Aachen residents are familiar with AI trends
Aachen-based software developer INFORM uses five trends to illustrate how the use of artificial intelligence (AI) will continue to evolve in the industrial environment in 2026 and what changes will shape production, logistics, and the supply chain in the coming year.
13 Feb 2026Share
“2025 was a year in which AI spread incredibly quickly and became noticeably more professional,” says Konstantin Leitz, Vice President of Business Innovation at INFORM. "In 2026, this development will continue at an even faster pace. Hardly any other field of technology is currently experiencing so many innovations," says the expert. From autonomous AI agents and AI-native software architectures to specializable models and new governance standards, AI will become an integral part of operational value creation in many industrial companies in 2026. The focus will thus shift more toward the systematic integration of AI into software, processes, and infrastructures.
Trend 1: AI agents are increasingly taking on operational tasks
In 2026, AI agents will be increasingly integrated into daily operations. They track processes in real time, evaluate deviations, and prepare decisions when conditions change at short notice, for example when transport times fluctuate or material flows come to a standstill. The proliferation of individual agents will also give rise to a new form of interaction, as many companies will have several specialized agents working in parallel on different subtasks in the future. For example, a planning agent in production can recognize at an early stage that a material will not be available on time and automatically initiate coordination with logistics to check for an alternative supply and ensure smooth operations.

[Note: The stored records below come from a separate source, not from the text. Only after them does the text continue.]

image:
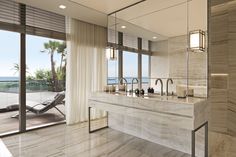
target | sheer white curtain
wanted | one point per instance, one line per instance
(86, 67)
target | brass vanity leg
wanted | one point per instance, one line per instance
(89, 122)
(194, 139)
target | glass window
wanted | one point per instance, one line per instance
(145, 71)
(45, 77)
(9, 80)
(130, 67)
(112, 69)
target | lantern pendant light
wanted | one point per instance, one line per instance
(197, 41)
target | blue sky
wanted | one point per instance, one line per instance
(10, 51)
(35, 59)
(130, 63)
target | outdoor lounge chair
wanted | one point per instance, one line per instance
(40, 108)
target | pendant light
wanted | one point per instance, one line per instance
(197, 41)
(111, 51)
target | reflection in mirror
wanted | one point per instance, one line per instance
(162, 27)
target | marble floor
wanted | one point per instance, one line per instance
(75, 141)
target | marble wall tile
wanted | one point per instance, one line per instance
(231, 120)
(218, 82)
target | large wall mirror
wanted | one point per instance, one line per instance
(153, 37)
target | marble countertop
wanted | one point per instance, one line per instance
(191, 110)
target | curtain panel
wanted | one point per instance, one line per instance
(86, 67)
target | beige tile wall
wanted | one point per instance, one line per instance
(222, 60)
(170, 60)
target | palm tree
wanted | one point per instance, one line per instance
(51, 47)
(16, 68)
(62, 50)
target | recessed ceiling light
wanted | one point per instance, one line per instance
(62, 6)
(123, 27)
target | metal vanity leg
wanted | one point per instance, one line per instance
(89, 121)
(206, 139)
(193, 144)
(194, 141)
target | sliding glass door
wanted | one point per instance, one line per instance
(9, 81)
(45, 80)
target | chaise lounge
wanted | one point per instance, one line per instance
(40, 108)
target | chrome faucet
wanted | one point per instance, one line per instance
(167, 86)
(126, 83)
(133, 83)
(161, 85)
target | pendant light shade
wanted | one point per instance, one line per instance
(111, 53)
(197, 41)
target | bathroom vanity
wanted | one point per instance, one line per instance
(180, 124)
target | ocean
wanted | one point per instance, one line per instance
(110, 80)
(3, 79)
(114, 80)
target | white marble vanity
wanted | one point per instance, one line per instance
(164, 120)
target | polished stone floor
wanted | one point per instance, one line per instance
(75, 141)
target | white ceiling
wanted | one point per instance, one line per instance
(160, 17)
(106, 6)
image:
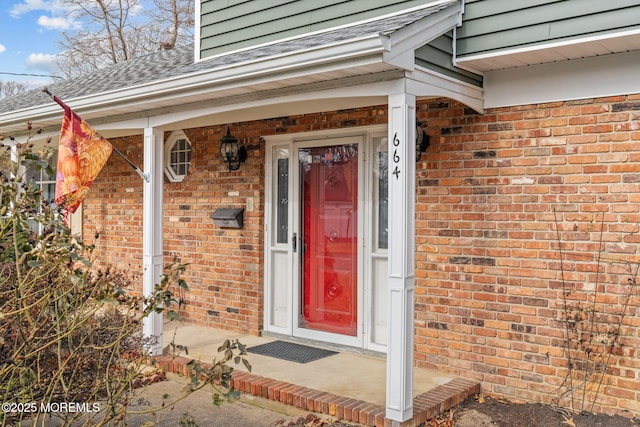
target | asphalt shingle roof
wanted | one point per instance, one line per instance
(179, 61)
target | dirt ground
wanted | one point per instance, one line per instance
(487, 412)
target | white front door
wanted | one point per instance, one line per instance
(326, 237)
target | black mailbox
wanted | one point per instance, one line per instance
(228, 217)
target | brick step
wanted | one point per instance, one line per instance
(425, 406)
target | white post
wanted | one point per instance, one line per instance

Trend 2: AI becomes the core of modern software architectures
With the increasing maturity of large language models, software development is also undergoing fundamental changes. Applications are no longer supplemented by AI, but are designed from the outset so that learning, data processing, and decision-making logic are integral parts of the architecture. At the same time, the development process itself is changing: AI-generated code segments, automated testing, and adaptive deployment pipelines will become standard in 2026. In the future, skills such as the precise formulation of prompts, the testing and validation of AI-generated results, and the design of complex system architectures and maintenance of existing systems, for which AI models are often not sufficiently sensitized, will be in demand.
Trend 3: AI systems are becoming more specialized and modularly combinable
The more widely AI is used in companies, the greater the demand for specialized intelligence. Instead of using universal models for all use cases, domain-specific systems that are specifically trained with specialist and industry data are gaining in importance. They deliver greater accuracy and efficiency, especially where processes are closely interdependent or smooth transitions between planning, control, and execution are crucial. At the same time, a modular architectural approach is gaining ground, enabling specialized models and components to be combined flexibly. For example, forecasts of available capacities can be linked to models for prioritizing time-critical processes or for evaluating current resource situations.
Trend 4: Transparent and compliant AI systems are becoming mandatory
As AI-based applications become increasingly complex, transparency is becoming a key quality feature. “AI observability” describes the ability to monitor the behavior, performance, and decision-making logic of AI components in real time. In 2026, specialized platforms and frameworks will emerge that make training, inference, and security systematically traceable. At the same time, key European regulations such as the AI Act, the NIS 2 Directive, and the Cyber Resilience Act will reach a new level. Companies will have to provide comprehensive evidence that their AI systems are operated in a secure, transparent, and compliant manner.
Trend 5: New roles and skills shape the use of AI
In 2026, there will be a greater focus on how people in companies work with AI and what new forms of collaboration this will give rise to. New responsibilities will emerge at the interfaces between departments, data, and AI applications, and existing job profiles will evolve as dispatchers, planners, and shift supervisors increasingly work with AI-based recommendations and assistance functions. At the same time, training and a conscious approach to change processes are becoming increasingly important so that AI systems can be mastered safely and used reliably in everyday life.
“Gain experience early on”
“For companies, 2026 will be a year in which the practical use of AI will mature significantly,” Leitz summarizes. “Many developments are moving closer to the operational core and showing where AI makes a difference. Companies that gain experience early on and adapt their processes step by step will benefit the most.”